Une région sous pression

Les systèmes de détection de Kaspersky ont bloqué 5,7 millions d’attaques en Afrique du Sud, 4,5 millions au Kenya et 1,6 million au Nigeria. La Turquie enregistre le taux d’utilisateurs affectés par des menaces web le plus élevé (22,8 %), suivie du Kenya (21,2 %) et du Qatar (19,3 %). L’Afrique du Sud (17,2 %) et le Nigeria (18,4 %) complètent ce classement. À l’inverse, l’Arabie Saoudite, la Jordanie et le Pakistan affichent les taux les plus bas de la région.

L’IA, nouvelle arme des cybercriminels

Les experts de Kaspersky observent une intégration croissante de l’IA dans les opérations des attaquants. Les grands modèles de langage génèrent désormais des emails de phishing, du code malveillant et même des modules fonctionnels. Cette tendance se confirme avec l’évolution des malware, capables de voler des données ou d’interférer avec les processus système. Le groupe FunkSec a ainsi déployé un malware en Rust, tandis que la campagne RevengeHotels de 2025 a utilisé des modèles linguistiques pour créer du code infectieux.

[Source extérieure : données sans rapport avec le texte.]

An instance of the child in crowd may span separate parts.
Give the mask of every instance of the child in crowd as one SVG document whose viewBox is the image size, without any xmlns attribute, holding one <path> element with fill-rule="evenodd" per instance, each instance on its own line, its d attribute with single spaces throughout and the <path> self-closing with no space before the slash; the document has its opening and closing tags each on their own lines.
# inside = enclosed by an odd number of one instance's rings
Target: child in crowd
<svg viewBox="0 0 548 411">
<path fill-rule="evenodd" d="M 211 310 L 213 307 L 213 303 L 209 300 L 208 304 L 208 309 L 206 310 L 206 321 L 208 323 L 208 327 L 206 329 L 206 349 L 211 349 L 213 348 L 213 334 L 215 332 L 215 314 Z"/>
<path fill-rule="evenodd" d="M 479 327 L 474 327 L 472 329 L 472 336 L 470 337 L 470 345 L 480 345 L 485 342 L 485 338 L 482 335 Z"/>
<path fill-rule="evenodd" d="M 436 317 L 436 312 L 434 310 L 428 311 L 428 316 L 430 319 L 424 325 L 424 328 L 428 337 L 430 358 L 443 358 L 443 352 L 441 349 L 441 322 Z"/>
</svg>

Sergey Lozhkin, responsable de l’équipe GReAT pour les régions APAC et META, souligne que « l’IA accélère les opérations des attaquants en réduisant les coûts et les délais de développement. Les défenseurs doivent s’attendre à des changements rapides dans les tactiques employées ».

Nouvelles tendances à surveiller

Plusieurs évolutions majeures émergent dans le paysage des cybermenaces :

  • L’évolution des malware : les modèles génératifs permettent de réécrire le code malveillant dans différentes architectures, le rendant plus difficile à détecter.
  • L’exfiltration de données via le cloud : les attaquants utilisent des services légitimes pour dissimuler leurs activités.
  • Les ransomwares ciblant les opérations : certains groupes perturbent directement les processus métiers pour forcer le paiement.
  • Les agents IA comme mécanismes de persistance : des solutions d’IA compromises pourraient exécuter des payloads à chaque démarrage.
  • Les compétences IA malveillantes : les attaquants exploitent les agents IA pour voler des données ou établir un accès persistant.

Face à ces menaces, Kaspersky recommande aux organisations de renforcer leur posture de sécurité par une gestion continue des vulnérabilités, des formations et l’adoption de solutions avancées comme Kaspersky Next.